Step 2: Create a culture of business value. Train your marketing and sales teams to think about what customers need and why they would consider buying your products. Explain the rationale behind this approach, and make sure you hold people accountable.

“We are better than the products we make,” Kevin said. “Make sure that this gets ingrained in your culture.”

Manufacturers know how long it takes to make each piece on the floor. But they often lack those metrics for the sales side of the business.

“That dissonance represents a huge opportunity,” Ed said.

So better leverage your marketing to build business value, measure the right things. Know the sales cycle, how many leads convert to accounts, how long it typically takes to close a deal and the average size of a deal. Use digital tools to keep track of how long it has been since you’ve touched base with a customer and whether they click on links in your company’s emails.

Step 3: Tie in the full range of revenue growth. To avoid creating products that buyers don’t want, make sure strategy and marketing are intertwined.
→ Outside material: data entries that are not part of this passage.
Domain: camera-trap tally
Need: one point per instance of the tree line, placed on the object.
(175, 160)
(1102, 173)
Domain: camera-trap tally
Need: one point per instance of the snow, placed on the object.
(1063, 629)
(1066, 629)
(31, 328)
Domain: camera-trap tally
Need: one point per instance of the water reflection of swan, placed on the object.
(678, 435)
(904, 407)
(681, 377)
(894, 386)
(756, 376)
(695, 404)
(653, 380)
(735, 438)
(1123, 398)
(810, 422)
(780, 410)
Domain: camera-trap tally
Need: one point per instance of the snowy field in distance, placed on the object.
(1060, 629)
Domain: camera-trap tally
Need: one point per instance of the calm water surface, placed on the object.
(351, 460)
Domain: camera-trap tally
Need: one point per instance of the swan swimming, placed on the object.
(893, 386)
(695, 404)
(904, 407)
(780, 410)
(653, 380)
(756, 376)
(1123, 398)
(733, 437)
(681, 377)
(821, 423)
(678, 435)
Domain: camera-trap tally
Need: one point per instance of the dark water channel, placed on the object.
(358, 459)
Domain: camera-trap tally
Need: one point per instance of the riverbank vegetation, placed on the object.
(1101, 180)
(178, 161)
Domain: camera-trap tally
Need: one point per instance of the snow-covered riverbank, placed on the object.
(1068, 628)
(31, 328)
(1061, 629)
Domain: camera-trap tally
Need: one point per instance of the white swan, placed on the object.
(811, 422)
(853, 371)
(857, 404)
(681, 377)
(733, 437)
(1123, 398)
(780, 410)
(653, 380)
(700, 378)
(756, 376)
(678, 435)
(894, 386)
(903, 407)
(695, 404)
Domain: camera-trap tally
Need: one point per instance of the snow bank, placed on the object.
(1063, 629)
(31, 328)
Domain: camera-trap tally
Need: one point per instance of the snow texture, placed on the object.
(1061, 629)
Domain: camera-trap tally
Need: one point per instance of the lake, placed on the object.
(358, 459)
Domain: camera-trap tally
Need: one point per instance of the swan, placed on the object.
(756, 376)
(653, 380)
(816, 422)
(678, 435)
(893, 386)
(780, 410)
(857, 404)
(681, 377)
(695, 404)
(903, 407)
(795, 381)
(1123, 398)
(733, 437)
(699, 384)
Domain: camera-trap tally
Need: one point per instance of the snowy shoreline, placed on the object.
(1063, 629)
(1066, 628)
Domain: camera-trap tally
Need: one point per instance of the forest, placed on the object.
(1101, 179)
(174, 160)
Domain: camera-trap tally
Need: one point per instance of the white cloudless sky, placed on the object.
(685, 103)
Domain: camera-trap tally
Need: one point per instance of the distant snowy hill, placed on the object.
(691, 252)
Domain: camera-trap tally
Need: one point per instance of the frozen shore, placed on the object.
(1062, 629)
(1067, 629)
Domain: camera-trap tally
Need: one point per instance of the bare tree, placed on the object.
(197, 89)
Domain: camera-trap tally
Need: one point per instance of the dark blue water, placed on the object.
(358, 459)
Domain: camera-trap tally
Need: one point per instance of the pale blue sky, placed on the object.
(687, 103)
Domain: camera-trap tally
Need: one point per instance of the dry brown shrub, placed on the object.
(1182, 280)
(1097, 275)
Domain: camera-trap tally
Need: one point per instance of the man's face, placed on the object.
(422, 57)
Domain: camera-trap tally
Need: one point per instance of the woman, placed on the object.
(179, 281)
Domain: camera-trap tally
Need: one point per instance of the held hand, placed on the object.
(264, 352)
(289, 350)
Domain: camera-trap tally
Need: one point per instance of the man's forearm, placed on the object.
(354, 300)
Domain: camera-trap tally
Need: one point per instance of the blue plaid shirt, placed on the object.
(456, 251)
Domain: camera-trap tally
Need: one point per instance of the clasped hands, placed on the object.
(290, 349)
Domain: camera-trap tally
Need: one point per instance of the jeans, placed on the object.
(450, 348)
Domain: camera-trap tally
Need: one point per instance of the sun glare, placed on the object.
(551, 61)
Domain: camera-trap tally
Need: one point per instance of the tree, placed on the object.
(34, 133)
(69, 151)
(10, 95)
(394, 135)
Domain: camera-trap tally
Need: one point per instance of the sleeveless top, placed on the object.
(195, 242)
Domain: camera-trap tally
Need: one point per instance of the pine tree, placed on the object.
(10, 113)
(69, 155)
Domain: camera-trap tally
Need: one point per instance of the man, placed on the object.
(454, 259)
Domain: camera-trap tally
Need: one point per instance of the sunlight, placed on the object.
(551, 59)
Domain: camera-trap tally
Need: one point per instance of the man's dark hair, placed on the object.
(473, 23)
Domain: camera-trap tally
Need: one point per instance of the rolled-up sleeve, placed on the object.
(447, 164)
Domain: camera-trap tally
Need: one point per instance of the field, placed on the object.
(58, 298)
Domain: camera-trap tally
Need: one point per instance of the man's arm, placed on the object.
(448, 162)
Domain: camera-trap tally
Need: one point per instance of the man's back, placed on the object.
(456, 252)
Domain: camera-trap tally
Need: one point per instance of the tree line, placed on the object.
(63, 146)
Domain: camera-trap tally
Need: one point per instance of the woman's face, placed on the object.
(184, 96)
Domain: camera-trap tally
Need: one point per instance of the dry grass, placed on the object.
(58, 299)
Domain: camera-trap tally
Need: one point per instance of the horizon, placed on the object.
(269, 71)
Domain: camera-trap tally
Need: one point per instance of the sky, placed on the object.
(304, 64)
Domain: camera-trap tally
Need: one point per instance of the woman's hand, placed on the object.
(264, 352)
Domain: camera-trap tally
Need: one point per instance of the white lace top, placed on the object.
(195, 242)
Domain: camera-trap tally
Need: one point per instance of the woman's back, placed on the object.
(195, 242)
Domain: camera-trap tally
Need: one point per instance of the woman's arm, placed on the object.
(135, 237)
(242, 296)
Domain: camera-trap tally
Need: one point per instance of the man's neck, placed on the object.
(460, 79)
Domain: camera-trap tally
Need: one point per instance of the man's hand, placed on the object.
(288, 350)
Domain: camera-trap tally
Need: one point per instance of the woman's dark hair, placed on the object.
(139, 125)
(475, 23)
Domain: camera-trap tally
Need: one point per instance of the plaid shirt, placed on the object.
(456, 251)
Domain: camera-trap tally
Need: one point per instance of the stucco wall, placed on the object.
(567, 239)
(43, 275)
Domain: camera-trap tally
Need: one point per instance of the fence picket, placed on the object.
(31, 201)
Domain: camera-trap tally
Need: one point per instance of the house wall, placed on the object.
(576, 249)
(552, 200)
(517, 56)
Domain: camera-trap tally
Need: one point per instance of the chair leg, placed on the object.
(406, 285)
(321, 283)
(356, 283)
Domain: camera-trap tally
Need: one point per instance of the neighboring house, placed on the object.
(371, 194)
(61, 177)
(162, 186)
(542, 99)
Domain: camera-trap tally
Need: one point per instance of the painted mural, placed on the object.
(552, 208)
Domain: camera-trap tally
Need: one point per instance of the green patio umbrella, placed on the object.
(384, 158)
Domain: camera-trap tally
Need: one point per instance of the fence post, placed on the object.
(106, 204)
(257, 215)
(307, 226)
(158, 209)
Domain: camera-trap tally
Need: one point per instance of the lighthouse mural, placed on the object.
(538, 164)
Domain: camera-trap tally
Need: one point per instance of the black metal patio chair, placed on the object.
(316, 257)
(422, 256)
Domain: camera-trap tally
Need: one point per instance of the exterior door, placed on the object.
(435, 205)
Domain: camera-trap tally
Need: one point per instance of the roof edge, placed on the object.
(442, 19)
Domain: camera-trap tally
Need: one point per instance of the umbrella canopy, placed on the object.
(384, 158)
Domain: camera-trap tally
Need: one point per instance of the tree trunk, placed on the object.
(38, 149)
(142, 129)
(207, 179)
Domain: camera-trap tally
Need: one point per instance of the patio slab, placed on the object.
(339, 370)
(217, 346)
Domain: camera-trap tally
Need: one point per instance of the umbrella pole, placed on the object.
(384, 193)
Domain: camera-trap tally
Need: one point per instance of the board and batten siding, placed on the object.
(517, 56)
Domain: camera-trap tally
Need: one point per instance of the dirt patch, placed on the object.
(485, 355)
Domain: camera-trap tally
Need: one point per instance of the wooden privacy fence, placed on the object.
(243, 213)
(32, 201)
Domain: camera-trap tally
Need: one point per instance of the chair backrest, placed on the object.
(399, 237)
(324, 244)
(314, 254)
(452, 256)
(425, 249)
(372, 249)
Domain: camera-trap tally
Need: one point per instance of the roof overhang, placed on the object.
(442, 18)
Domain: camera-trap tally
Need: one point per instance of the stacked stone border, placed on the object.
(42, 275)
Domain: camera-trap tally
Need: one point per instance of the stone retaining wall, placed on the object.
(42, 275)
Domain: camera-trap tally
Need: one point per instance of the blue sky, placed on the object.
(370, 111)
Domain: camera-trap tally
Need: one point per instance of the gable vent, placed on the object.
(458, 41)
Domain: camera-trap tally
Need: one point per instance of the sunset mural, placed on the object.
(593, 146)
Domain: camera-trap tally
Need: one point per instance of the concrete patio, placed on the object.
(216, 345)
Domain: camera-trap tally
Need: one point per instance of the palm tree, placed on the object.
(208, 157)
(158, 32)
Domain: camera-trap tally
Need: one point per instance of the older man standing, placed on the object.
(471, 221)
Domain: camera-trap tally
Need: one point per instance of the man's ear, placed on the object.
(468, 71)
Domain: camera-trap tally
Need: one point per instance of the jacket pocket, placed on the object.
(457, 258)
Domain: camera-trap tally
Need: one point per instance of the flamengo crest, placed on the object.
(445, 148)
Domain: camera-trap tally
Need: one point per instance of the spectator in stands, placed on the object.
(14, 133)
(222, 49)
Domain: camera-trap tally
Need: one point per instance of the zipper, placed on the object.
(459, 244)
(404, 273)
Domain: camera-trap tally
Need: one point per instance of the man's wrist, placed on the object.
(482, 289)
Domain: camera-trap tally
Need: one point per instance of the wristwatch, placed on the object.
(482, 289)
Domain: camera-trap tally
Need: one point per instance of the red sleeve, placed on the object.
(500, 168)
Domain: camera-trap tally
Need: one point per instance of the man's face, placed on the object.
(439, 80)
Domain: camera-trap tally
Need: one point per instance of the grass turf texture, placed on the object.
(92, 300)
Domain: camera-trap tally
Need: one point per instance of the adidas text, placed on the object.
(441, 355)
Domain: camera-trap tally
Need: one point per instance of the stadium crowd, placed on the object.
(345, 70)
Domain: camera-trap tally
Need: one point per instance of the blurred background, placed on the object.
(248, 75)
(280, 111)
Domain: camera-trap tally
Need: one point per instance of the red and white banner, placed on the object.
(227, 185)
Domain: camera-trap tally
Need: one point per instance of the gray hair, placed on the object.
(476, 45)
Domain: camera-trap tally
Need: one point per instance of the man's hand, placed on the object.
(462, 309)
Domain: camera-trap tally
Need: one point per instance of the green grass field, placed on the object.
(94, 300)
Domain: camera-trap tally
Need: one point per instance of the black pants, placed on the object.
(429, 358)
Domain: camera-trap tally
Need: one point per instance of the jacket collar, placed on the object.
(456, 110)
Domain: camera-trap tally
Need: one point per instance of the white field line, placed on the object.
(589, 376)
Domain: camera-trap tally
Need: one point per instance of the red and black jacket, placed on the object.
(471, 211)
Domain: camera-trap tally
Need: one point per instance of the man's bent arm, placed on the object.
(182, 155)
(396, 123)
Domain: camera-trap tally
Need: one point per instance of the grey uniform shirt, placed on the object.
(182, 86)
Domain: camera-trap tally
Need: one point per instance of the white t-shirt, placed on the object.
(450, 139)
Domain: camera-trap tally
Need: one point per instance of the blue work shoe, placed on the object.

“Marketing is often the redheaded stepchild in manufacturing companies,” Ed said. “It has to be integrated from strategy through sales and technology in order to create this framework that supports it.”

Step 4: Begin with quick wins and build from there. Quick wins create momentum and positive energy, making the work that follows easier. But don’t lose sight of the fact that boosting business value takes a long time.

Ed’s advice is to think of it as a maturity model with iterative stages. This can help you prioritize starting points and identify the steps it will take to move into another stage.

“Then you don’t have this whole massive project sitting on top of you,” Ed said. “You’ve got a series of smaller projects that you can do in parallel while some quick wins are coming in. That helps to get companies moving in the right direction.”

Incremental improvement in a few target areas, repeated over several years, leads to a significant net impact improvement in predictability and consistency. And that’s a direct contributor to business value. So leadership should understand that building this process and making it second nature can take three to five years.

“It’s important for management, ownership and the board to buy into a common vision and have a framework so they understand how all the pieces fit together,” Ed said.